Council resolutions support coastal plan, oil response

May 25th, 2010 | By | Category: Top Story

As the frontline fight to protect St. Bernard Parish’s marshes from the oil spill continued this week, the parish council addressed the need for coastal restoration and oil spill protection legislatively through a series of resolutions during its May 18 meeting.

The first resolution voiced council support for establishing an East Biloxi Marsh shoreline barrier zone, one of several components of the parish’s coastal restoration plan. The plan, years in the making, is currently undergoing a major post-Katrina update due to the massive changes wrought by the storm.

Sherwood Gagliano, renowned geological expert on Louisiana’s coast and CEO of Coastal Environments Incorporated, has partnered with the parish’s Coastal Zone Advisory Committee to update the plan. He presented the Biloxi Marsh shoreline component to the council this week.

“In developing the plan with the Coastal Zone Advisory Committee, it became clear that one of the greatest priorities is the East Biloxi Marsh,” Gagliano said. “The feeling was that, since the Chandeleur Islands have essentially disappeared, [the East Biloxi Marsh] is the shoreline of St. Bernard Parish.”

And that outer shoreline, according to both Gagliano and the resolution, is crucial, not just to the fishing industry and for flood protection in St. Bernard Parish, but also to all the Metro New Orleans parishes and Southwest Mississippi.

“This has emerged as the highest priority,” Gagliano said. “It protects the urban areas of the parish. It’s where our fisheries are. It acts as a buffer for the New Orleans area.”

The plan calls for placing some type of shoreline barrier or armor along the outer edge of the Biloxi Marsh in order to “both reduce tropical storm surge and retard erosion along Louisiana’s muddy shorelines and thereby reduce wetland loss,” according to the resolution.

Gagliano said the coastal plan does not specify what material the barrier would be made of. During the meeting, District E Councilman Fred Everhardt floated the idea of using concrete from closed portion of the Interstate 10 Twin Spans. Gagliano said heavy rocks or submersible concrete barges could also work. He said his team has even discussed placing materials along the inside of the barrier to assist with stabilization while doubling as new oyster reefs.

Gagliano pointed out that all those discussions occurred over the past months, prior to the oil spill. The proposed East Biloxi Marsh shoreline is just where St. Bernard fishermen have been laying protective boom to keep oil out of the march.

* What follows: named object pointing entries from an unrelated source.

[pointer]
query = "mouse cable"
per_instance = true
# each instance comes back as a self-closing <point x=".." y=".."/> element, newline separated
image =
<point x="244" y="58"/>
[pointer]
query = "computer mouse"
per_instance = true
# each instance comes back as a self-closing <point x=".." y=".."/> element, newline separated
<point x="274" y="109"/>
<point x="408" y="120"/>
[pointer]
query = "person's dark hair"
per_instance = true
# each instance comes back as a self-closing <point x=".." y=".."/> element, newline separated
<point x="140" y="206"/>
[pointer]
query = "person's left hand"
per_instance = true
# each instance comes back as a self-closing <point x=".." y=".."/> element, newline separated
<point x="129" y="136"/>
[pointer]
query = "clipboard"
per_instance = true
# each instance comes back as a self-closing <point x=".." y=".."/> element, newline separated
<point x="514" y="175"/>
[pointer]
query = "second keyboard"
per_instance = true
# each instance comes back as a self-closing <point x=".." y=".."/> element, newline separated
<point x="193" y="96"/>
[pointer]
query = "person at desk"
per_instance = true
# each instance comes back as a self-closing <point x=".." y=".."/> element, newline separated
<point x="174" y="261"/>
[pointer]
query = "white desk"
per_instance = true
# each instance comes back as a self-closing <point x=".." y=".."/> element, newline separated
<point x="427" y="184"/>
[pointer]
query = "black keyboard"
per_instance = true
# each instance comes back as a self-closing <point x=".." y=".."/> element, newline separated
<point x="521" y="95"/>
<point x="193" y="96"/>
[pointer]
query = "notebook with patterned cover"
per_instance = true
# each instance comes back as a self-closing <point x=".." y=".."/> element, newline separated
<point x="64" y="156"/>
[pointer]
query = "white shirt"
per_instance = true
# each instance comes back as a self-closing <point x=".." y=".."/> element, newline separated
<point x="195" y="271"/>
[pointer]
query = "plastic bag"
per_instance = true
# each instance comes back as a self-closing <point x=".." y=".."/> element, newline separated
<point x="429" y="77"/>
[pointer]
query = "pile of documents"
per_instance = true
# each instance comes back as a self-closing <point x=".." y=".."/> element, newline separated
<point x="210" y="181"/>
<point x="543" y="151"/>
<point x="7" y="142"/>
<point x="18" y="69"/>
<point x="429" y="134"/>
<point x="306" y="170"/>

“If [the barrier] was there now, we would already have that line of defenses,” he said. “We would just have to put oil booms to cover the tidal gaps along the shoreline.”

Gagliano told the council that the most obvious party to implement the shoreline establishment plan is the Army Corps of Engineers. The resolution calls specifically for the Corps to consider incorporating the shoreline project into the Mississippi River-Gulf Outlet Ecosystem Restoration Plan, which is due to be completed soon.

“While the plan might include the entire Pontchartrain Basin, by far the greatest damage caused by the MRGO is in St. Bernard,” he said.

But because the proposed shoreline would provide a significant barrier to the growing oil spill, Gagliano also thinks British Petroleum could cover at least some of the cost of implementation.

“I think it would be appropriate for some BP participation as mitigation for the blowout,” Gagliano said. “After all, [for] the very fishermen who are out of work and whose lives are being most affected, right behind that barrier is an important fishing ground.”

The resolution instructs the parish president to forward a copy of the resolution to President Barack Obama, the National Oceanic and Atmospheric Administration, top officials with the Corps of Engineers, the parish’s federal and state congressional delegations, local parish presidents, and other top officials.

“This kind of message from local officials is incredibly strong and it’s difficult to ignore,” Gagliano said.

Later in the meeting, the council also passed a resolution in support of a U.S. Senator Mary Landrieu-supported amendment to the Disaster Relief and Summer Jobs Act of 2010 which would extend some financial relief to out-of-work fishermen through the Small Business Association.

Both measures were passed unanimously.